Risk of Acute Kidney Injury Associated With Medication Administration in the Emergency Department.

Autor: Hinson JS; Department of Emergency Medicine, Johns Hopkins School of Medicine, Baltimore, Maryland; Johns Hopkins Malone Center for Engineering in Healthcare, Johns Hopkins University, Baltimore, Maryland., Ehmann MR; Department of Emergency Medicine, Johns Hopkins School of Medicine, Baltimore, Maryland., Al Jalbout N; Department of Emergency Medicine, Johns Hopkins School of Medicine, Baltimore, Maryland., Ortmann MJ; Department of Emergency Medicine, Johns Hopkins School of Medicine, Baltimore, Maryland; Department of Pharmacy, Johns Hopkins Hospital, Baltimore, Maryland., Zschoche J; Department of Emergency Medicine, Johns Hopkins School of Medicine, Baltimore, Maryland; Department of Pharmacy, Johns Hopkins Hospital, Baltimore, Maryland., Klein EY; Department of Emergency Medicine, Johns Hopkins School of Medicine, Baltimore, Maryland; Department of Epidemiology, Johns Hopkins Bloomberg School of Public Health, Baltimore, Maryland; Center for Disease Dynamics, Economics and Policy, Washington, District of Columbia.
Jazyk: angličtina
Zdroj: The Journal of emergency medicine [J Emerg Med] 2020 Mar; Vol. 58 (3), pp. 487-496. Date of Electronic Publication: 2020 Jan 15.

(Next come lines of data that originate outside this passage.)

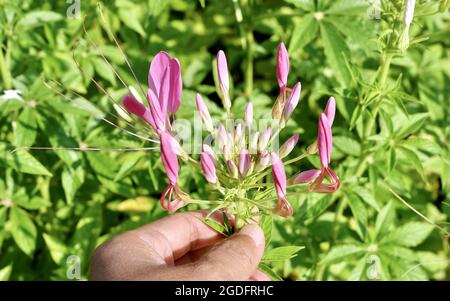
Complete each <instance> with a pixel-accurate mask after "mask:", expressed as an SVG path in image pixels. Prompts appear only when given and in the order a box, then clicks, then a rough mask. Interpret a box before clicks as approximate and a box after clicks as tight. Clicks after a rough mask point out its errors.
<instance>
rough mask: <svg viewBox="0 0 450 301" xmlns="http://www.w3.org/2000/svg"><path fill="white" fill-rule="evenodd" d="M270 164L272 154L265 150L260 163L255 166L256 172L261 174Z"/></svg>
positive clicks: (255, 169) (258, 163) (257, 162)
mask: <svg viewBox="0 0 450 301" xmlns="http://www.w3.org/2000/svg"><path fill="white" fill-rule="evenodd" d="M269 164H270V153H269V152H268V151H267V150H264V151H263V152H262V153H261V154H260V155H259V158H258V161H257V162H256V165H255V171H256V172H259V171H261V170H263V169H264V168H266V167H267V166H268V165H269Z"/></svg>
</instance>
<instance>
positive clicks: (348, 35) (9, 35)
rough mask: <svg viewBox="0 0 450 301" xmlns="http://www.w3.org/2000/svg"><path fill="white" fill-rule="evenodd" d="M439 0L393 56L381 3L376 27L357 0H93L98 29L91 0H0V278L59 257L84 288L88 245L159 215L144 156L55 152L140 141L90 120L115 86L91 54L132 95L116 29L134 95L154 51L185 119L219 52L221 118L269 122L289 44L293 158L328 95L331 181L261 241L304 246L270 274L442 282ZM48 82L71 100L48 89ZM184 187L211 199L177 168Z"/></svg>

DOI: 10.1016/j.jemermed.2019.11.034
Abstrakt: Background: Patients who develop acute kidney injury (AKI) have a 2-fold increased risk for major adverse events within 1 year. An estimated 19-26% of all cases of hospital-acquired AKI may be attributable to drug-induced kidney disease (DIKD). Patients evaluated in the emergency department (ED) are often prescribed potentially nephrotoxic drugs, yet the role of ED prescribing in DIKD is unknown.
Objective: We sought to measure the association between ED medication administration and development of AKI.
Methods: This was a retrospective 5-year cohort analysis at a single center. Patients with a serum creatinine measurement at presentation in the ED and 24-168 h later were included. Outcome was incidence of AKI as defined by Kidney Disease Improving Global Outcomes criteria in the 7 days after ED evaluation. Medication administration risk was estimated using Cox proportional hazards model.
Results: There were 46,965 ED encounters by 30,407 patients included in the study, of which 6461 (13.8%) patients met the criteria for AKI. For hospitalized patients, administration of a potentially nephrotoxic medication was associated with increased risk of AKI (hazard ratio [HR] 1.30 [95% confidence interval {CI} 1.20-1.41]). Diuretics were associated with the largest risk of AKI (HR 1.64 [95% CI 1.52-1.78]), followed by angiotensin-converting enzyme inhibitors (HR 1.39 [95% CI 1.26-1.54]) and antibiotics (HR 1.13 [95% CI 1.05-1.22]). For discharged patients, administration of antibiotics was strongly associated with increased risk of AKI (HR 3.19 [95% CI 1.08-9.43]).
Conclusion: ED administration of potentially nephrotoxic medications was associated with an increased risk of AKI in the following 7 days. Diuretics, angiotensin-converting enzyme inhibitors, and antibiotics were independently associated with increased risk of AKI. Nephroprotective practices in the ED may mitigate kidney injury and long-term adverse outcomes.